The Dumb Waiter

Harold Pinter
Hampstead Theatre
Hampstead Theatre

Shane Zaza as Gus and Alec Newman as Ben Credit: Helen Maybanks
Shane Zaza as Gus and Alec Newman as Ben Credit: Helen Maybanks
Shane Zaza as Gus and Alec Newman as Ben Credit: Helen Maybanks

Hampstead Theatre’s 60th anniversary production of Harold Pinter’s early play was rehearsed and ready to open when the first lockdown closed theatres. Now Alice Hamilton’s production is able to open but with a new cast.

Back in 1960, The Dumb Waiter made its debut in Hampstead’s Moreland Hall, the fledgling Hampstead Theatre Club’s first home, as half of a double bill with the same writer’s The Room. London critics had already mauled his The Birthday Party when it opened at the Lyric, though it faired better on its pre-London tour and it was championed by the Sunday Times’s Harold Hobson (but too late to save it from closing). The double bill got a better critical reception but it left many of the audience baffled. They weren’t used to plays that didn’t spell things out.

How different things are sixty years later. What I remember now from that original production is a sense of oppression, though apparently we also found it quite funny. We were reacting to the unexpected but today Pinter’s plays are part of the canon; can this one still be surprising?

With a staging part-encircled by the audience that reveals James Perkins’s set in their midst, the curtain rise itself is dramatic and it is followed by what must be the longest pause in all drama. We are in a room with peeling wallpaper that is furnished with just two camp beds. It feels underground, there are no windows, and though there are two doors (one it turns out leads to a lavatory and perhaps a kitchen), there is a sense that the two men we see are trapped there.

One is propped on a bed reading the paper, the other tying and retying his shoelaces in the wait before anything is spoken. You don’t notice at first but when it comes into action you realise that in the wall between the doors there’s a dumb waiter that connects with somewhere above.

Gradually, Pinter gives a few hints as to what these men are and why they are there. Gus (Shane Zaza) doesn’t seem to know much more than we do, though he thinks they may be in Birmingham: but that bit more is crucial. Paper-reading Ben (Alec Newman) is clearly in charge. He knows more but isn’t telling. Annoyed by Gus’s chatter and questions, a petty argument develops about putting on a kettle to make tea. (“Light the kettle,” says Ben; “It’s light the gas,” Gus argues.) No tea gets made; nothing happens until that dumb waiter comes thudding down with a note on its empty shelves. What seemed Godot-like waiting takes on another level of the surreal.
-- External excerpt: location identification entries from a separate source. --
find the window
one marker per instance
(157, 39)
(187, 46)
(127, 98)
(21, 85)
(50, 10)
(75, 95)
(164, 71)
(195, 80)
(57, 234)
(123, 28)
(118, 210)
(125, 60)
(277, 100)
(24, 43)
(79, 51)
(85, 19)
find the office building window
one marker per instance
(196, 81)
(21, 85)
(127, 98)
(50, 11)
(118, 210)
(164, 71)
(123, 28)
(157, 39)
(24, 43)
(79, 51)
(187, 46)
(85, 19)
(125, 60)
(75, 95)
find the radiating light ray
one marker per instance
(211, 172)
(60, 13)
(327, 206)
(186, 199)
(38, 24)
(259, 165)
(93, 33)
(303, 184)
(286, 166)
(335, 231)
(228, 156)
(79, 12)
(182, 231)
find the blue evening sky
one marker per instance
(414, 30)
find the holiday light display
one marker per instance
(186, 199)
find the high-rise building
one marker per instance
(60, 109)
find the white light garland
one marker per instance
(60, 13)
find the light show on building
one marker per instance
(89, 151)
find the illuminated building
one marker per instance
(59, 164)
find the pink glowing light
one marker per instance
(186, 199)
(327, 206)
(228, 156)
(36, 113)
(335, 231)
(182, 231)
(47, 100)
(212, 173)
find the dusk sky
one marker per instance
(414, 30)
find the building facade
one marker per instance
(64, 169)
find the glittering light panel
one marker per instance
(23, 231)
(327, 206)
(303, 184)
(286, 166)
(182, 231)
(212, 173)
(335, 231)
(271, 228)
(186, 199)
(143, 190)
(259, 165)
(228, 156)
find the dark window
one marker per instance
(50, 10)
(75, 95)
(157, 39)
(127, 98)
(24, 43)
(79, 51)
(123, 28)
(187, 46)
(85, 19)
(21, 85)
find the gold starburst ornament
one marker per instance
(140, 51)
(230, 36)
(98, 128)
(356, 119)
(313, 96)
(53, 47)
What game is someone playing?

This isn’t as menacing as I remember (but perhaps that was because The Room came first on the bill) but this production is more subtle in building discomfort. Both men seem unsettled by keeping on the right side of someone other. They smarten themselves up and check out the weapons tucked under their bedding—and if you don’t know the play, that is telling you too much already.

Alice Hamilton’s direction draws performances from both actors that stay true to the script without embellishment. It isn’t just Zaza’s Gus who is growingly apprehensive; Newman’s Ben is losing his cool too, but the danger is largely unspoken. Is there a trap here in this isolated basement? The times may suggest something parallel to them in the way these guys are cut off, but this production sticks to Pinter’s conundrum leaving it open for you to interpret.